IDSA’s Journal of Infectious Diseases has launched a monthly roundup of JID papers with direct relevance to clinicians. Read on to learn more about advances in treating Shiga toxin-producing E. coli infections, the effectiveness of high-dose influenza vaccination and other research ready to inform clinical practice. (Titles and summaries are adapted from the January 2026 issue of JID.)
Companion editorial: Virulent Bacteriophages for Controlling Shiga Toxin–Producing Escherichia coli (STEC) Without Inducing Toxin Production
Shiga toxin-producing E. coli infections cause serious, life-threatening consequences, especially in children, that can be enhanced by antibiotic therapy. This study provides evidence that treatment of STEC infections with virulent, lytic bacteriophages may yield a new therapeutic to safely mitigate STEC O157:H7 infections.

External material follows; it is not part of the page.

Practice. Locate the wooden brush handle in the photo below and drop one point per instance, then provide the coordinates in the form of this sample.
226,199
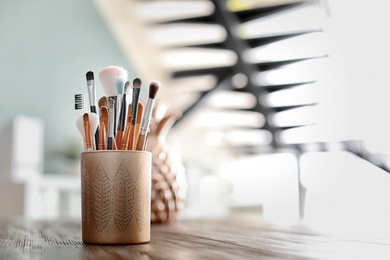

High dose (vs. standard dose) influenza vaccination reduced first and recurrent hospitalizations for pneumonia or influenza irrespective of frailty scores in this post-hoc analysis of a randomized feasibility trial (2021-2022 influenza season) in 12,477 older adults aged 65-79 years. High-dose influenza vaccination reduced all-cause mortality in individuals with low frailty scores. Collectively, high-dose influenza vaccination may be preferred for older individuals.
In the largest C. difficile infection genomic dataset to date, ~65% of recurrent CDI is associated with the same relapsing C. difficile strain, including ~50% of patients with recurrent CID beyond the eight-week limit of the current case definition for recurrent CDI. In sequential C. difficile strain analyses, gain or loss of putative mobile genetic elements occurs in ~46% of genome pairs. This study confirms that the majority of recurrent CDI infections are due to relapse of the initial, sometimes evolving C. difficile strain or, in some, reinfection with a new C. difficile strain.